Courtney Allan
Technology

Are you at risk? Data sharing amongst health apps is more common than you think

Some of the sensitive information you might share with a doctor, including your age, sex, medical conditions and current symptoms, are being shared with popular health apps.

Although it’s easy to feel like these applications are helping you, a new study has found that the data that users input into these apps are being shared with third party entities.

The study, published in the British Medical Journal, has found that user data from health-related mobile apps on the Android platform is routine and not transparent at all.

The information that is put into these health apps can be shared with app developers, their parent companies and potentially dozens of third-party entities.
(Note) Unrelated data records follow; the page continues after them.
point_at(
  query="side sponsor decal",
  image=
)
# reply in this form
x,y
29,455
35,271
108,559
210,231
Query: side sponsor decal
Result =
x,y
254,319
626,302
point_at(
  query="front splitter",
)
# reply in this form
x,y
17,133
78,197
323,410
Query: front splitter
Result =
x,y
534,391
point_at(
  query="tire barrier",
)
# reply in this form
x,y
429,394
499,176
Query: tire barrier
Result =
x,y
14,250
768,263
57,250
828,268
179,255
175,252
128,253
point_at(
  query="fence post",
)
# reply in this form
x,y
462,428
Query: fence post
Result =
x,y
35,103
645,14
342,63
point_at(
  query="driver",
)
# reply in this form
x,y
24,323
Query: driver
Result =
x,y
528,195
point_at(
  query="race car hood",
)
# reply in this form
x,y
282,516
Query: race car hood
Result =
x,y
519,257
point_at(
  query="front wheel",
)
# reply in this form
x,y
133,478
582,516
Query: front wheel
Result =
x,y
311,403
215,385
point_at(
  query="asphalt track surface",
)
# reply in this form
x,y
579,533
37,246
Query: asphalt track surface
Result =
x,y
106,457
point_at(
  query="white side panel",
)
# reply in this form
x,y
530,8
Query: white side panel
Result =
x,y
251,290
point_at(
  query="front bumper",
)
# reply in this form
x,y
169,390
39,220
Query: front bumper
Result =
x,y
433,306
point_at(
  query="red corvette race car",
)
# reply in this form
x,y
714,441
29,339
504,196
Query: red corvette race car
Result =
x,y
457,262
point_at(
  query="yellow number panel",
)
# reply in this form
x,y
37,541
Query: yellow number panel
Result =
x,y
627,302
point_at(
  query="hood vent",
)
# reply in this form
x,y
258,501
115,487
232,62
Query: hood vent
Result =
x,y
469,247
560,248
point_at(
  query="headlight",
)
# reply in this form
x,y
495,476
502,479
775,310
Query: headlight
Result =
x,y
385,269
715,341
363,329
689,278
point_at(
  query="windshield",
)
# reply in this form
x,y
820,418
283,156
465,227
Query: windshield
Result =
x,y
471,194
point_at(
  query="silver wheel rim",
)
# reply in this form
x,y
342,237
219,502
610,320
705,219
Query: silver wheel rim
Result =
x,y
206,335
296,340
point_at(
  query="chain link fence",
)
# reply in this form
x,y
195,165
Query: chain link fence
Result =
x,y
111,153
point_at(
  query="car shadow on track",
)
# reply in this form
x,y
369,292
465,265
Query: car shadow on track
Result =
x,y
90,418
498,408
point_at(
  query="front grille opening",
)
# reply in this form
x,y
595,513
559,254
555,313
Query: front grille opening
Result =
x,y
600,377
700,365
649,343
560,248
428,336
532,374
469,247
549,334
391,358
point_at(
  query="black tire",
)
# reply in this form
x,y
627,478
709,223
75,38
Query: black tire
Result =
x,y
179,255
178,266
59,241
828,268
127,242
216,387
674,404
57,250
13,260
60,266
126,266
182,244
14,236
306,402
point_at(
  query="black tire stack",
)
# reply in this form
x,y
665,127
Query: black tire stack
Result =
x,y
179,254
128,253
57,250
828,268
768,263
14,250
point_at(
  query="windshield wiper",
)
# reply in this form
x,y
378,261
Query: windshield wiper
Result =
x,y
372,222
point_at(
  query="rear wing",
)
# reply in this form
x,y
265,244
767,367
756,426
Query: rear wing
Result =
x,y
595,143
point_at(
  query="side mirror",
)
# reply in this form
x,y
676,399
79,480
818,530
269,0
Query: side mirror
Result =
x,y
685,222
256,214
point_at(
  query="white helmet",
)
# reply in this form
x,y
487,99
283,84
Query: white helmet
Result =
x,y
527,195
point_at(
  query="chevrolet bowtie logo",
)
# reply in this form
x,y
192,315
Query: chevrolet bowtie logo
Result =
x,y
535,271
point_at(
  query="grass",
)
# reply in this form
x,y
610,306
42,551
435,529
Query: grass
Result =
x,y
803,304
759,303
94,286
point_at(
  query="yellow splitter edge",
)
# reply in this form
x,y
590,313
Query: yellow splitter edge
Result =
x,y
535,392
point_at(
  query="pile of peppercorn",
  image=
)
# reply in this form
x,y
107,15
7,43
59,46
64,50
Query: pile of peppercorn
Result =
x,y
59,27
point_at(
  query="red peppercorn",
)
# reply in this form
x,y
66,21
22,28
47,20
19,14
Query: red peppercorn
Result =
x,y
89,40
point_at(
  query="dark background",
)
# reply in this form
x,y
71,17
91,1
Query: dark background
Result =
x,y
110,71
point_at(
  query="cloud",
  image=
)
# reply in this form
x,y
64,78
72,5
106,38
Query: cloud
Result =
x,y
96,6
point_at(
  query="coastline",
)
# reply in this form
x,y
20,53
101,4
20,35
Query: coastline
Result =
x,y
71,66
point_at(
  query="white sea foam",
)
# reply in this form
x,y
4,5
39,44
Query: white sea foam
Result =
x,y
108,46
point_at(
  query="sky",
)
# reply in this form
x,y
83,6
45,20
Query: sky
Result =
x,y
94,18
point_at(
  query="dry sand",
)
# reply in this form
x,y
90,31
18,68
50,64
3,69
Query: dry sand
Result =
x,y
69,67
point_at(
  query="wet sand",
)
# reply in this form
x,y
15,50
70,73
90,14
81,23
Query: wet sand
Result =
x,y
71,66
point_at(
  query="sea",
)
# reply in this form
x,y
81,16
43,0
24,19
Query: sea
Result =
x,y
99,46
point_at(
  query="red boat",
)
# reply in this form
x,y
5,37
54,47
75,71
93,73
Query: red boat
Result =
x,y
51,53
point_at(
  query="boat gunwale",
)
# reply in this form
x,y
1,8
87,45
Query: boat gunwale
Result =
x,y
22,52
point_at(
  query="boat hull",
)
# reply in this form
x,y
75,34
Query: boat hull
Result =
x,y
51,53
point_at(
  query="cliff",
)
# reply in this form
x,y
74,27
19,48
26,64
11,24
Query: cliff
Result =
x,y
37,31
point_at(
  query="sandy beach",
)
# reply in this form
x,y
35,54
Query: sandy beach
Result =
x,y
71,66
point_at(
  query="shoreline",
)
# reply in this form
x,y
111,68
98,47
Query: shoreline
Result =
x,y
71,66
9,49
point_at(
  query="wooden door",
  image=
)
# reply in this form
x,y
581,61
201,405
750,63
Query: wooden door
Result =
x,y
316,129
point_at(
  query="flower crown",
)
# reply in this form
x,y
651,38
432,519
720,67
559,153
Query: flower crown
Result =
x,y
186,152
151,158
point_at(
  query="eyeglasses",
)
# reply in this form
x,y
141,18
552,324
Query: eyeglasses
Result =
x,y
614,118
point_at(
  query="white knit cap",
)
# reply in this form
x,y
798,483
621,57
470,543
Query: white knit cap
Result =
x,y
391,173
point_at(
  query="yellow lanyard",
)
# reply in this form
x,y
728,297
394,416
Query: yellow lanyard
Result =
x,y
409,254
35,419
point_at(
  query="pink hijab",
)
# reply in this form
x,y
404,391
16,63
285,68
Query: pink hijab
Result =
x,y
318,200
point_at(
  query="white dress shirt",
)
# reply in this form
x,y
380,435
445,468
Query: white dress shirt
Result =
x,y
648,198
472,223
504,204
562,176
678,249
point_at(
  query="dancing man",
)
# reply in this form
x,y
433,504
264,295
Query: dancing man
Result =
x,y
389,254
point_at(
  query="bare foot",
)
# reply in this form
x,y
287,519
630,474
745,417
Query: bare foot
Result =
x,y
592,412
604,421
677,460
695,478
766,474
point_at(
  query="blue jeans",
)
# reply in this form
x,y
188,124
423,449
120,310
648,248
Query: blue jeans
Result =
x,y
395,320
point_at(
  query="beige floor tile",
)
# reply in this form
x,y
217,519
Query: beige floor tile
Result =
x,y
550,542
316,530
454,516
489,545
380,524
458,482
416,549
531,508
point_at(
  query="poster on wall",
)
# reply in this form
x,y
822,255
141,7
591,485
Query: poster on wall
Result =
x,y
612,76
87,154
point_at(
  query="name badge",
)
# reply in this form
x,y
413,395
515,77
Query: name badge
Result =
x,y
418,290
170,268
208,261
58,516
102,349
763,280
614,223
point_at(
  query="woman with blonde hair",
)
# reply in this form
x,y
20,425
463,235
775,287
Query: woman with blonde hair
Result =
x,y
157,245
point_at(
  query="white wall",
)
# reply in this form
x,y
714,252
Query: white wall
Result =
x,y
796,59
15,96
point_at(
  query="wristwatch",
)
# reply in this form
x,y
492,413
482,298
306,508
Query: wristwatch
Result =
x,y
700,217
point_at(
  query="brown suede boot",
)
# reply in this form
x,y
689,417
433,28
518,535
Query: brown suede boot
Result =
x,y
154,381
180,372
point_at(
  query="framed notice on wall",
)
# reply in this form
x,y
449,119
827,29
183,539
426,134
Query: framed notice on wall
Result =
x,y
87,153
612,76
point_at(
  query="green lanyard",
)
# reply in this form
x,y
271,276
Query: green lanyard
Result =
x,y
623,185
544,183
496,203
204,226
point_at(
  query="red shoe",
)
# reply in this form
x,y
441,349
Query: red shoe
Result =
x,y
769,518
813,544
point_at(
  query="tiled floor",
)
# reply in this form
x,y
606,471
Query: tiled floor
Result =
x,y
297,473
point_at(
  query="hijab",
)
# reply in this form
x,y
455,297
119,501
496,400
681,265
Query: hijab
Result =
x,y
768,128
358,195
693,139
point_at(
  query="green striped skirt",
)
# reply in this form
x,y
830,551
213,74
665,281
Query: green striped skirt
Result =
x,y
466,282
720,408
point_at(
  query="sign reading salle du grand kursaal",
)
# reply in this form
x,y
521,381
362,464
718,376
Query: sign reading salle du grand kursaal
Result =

Therefore, the information that you think is private ends up being distributed on a wide scale.

Lead author of the report, Dr Quinn Grundy, said that health apps are a “booming market”, but is one with many privacy failings. She told The ABC:

"I think many of us would expect that this kind of data should be treated differently," said Dr Grundy, an assistant professor at the University of Toronto.

"Unfortunately, our study shows that that's not the case. These apps behave in much the same way as your fitness app, weather app or music app."

Dr Grundy and colleagues at the University of Sydney examined 24 medicine related Android applications that are popular in Australia, North America and the United Kingdom. Some of these apps included ones that might remind you when to take a prescription.

The researchers found that 19 out of 24 apps shared data outside of the application to a total of 55 different entities, owned by 46 parent companies.

The information that was shared included users emails and device ID to medical conditions and drug lists.

The researchers discovered that Amazon and Alphabet, the parent company of Google, received the highest volume of user data. This was closely followed by Microsoft.

Dr Grundy explained that whilst most apps have a privacy policy and said that the data was stripped of identifying information, they described what was collected and shared in very general terms.

"They wouldn't name specific third parties or why data was shared with them. But would say, 'we never sell your data, but we may shared anonymised, aggregated reports with third parties for legitimate business purposes'," she explained.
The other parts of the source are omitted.